[For the previous countdown post, click here.]
10. “The Facts in the Case of M. Valdemar” (1845)
While Poe himself passed this off as a literary hoax, his mesmerist narrator labors to present his efforts (of suspending the dying title character in a trance state) as a true, scientific account. The description of Valdemar’s “death-bed horrors” is harrowing enough, but even more unnerving is the man’s pronouncement, in “gelatinous,” “unearthly” voice, “I am dead.” When the mesmerist attempts to awaken Valdemar after seven months of inanimation, he fails shockingly: Valdemar’s “whole frame at once–within the space of a single minute, or less, shrunk–crumbled–absolutely rotted away beneath my hands. Upon the bed, before that whole company, there lay a nearly liquid mass of loathsome–of detestable putrescence.” The reader senses that the story’s tongue (a “swollen and blackened” one at that) is planted in its cheek, as the previous rhetoric about Valdemar’s “approaching dissolution” prefigures an actual dissolving at tale’s end. Still, that closing paragraph forms one of the most morbid and strikingly grotesque moments in the whole Poe canon.
9. “Shadow–A Parable” (1835)
This short (three-paragraph) tale sports a ghostly, haunting opening, as the narrator Oinos calls across the centuries: “Ye who read are still among the living; but I who write have long since gone my way into the region of shadows.” His unholy parable is set in the “dim city” of Ptolemais, in “a year of terror” when “the black wings of the Pestilence were spread abroad.” The “gloomy room” that Oinos and his six wine-drinking companions occupy–a black-draped chamber in which a heavy atmosphere hangs like a “dead weight”–seems quite funereal, and Oinos belatedly reveals that the group shares the confines with the corpse of their young friend, the recent plague victim Zoilus (whose open eyes appear to observe the memorial “merriment” with terrible bitterness). As if all this weren’t creepy enough, a vague shadow detaches from draperies, crosses the room, and settles by the chamber door (cf. “The Raven”). Oinos demands “its dwelling and its appellation,” and receives a frightful reply: “I am SHADOW, and my dwelling is near to the Catacombs of Ptolemais, and hard by those dim plains of Helusion which border upon the foul Charonian canal.” Not just the content but also the tonality of the response terrifies, as Oinos and the other attendees hear “the well-remembered and familiar accents of many thousand departed friends.” Poe is a preeminent writer of horrific sounds, nowhere more evident than in this narrative resonating with ominous implication.

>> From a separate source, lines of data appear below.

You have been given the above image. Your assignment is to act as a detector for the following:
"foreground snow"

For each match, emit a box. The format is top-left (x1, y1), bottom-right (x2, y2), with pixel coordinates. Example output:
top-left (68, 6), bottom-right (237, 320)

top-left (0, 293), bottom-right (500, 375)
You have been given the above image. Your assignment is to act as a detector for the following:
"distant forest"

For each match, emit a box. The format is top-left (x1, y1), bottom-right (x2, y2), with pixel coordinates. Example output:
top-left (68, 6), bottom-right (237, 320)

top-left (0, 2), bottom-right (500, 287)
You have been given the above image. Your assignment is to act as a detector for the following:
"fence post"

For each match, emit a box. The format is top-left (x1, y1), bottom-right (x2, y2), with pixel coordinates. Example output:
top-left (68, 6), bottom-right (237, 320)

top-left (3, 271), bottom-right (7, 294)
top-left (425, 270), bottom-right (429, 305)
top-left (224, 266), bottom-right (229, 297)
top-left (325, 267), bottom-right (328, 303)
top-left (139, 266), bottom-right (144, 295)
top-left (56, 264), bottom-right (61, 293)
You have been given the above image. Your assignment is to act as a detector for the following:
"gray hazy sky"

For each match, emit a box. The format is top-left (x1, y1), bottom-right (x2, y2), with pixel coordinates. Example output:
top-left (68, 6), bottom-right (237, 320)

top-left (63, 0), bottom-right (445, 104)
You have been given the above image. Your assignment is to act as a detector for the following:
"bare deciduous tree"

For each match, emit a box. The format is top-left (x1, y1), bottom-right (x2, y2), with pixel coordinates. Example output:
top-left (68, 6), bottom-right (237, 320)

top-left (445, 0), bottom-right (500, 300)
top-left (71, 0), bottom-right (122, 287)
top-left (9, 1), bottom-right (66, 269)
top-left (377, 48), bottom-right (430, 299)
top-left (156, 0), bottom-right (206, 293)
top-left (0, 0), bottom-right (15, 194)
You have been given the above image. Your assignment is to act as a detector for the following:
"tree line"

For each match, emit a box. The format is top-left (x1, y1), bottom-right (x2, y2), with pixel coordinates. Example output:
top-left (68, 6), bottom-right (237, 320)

8. “Metzengerstein” (1832)
Poe’s first published tale goes heavy on Gothic atmosphere; it’s set in feudal Hungary and features looming castles, an “ancient prophecy” and an apparent act of supernatural vengeance. The young but debauched Frederick, Baron Metzengerstein torches the beloved stables of his neighbor and rival Wilhelm, Count Berflifitzing. As the fire rages next door, Frederick fixates upon a tapestry scene depicting a slain Berlifitzing figure, whose horse suddenly seems to turn its head and take on a menacing aspect (complete with blazing eyes and a flash of “sepulchral and disgusting teeth”). Soon thereafter, a “gigantic and fiery-colored horse” is discovered on the palace grounds, with the “W.V.B.” branded on its forehead hinting at a grim metempsychosis (Wilhelm having perished in the burning stables). Frederick develops a “perverse attachment” to this creature of “ferocious and demon-like propensities,” mounting it for habitual nocturnal forays. “One tempestuous night,” the terrified Frederick races back home, helplessly struggling to rein in the steed as it plunges straight into the strangely flame-engulfed (lightning-struck?) Metzengerstein castle. There hasn’t been a more horrific instance of horse-riding this side of Sleepy Hollow.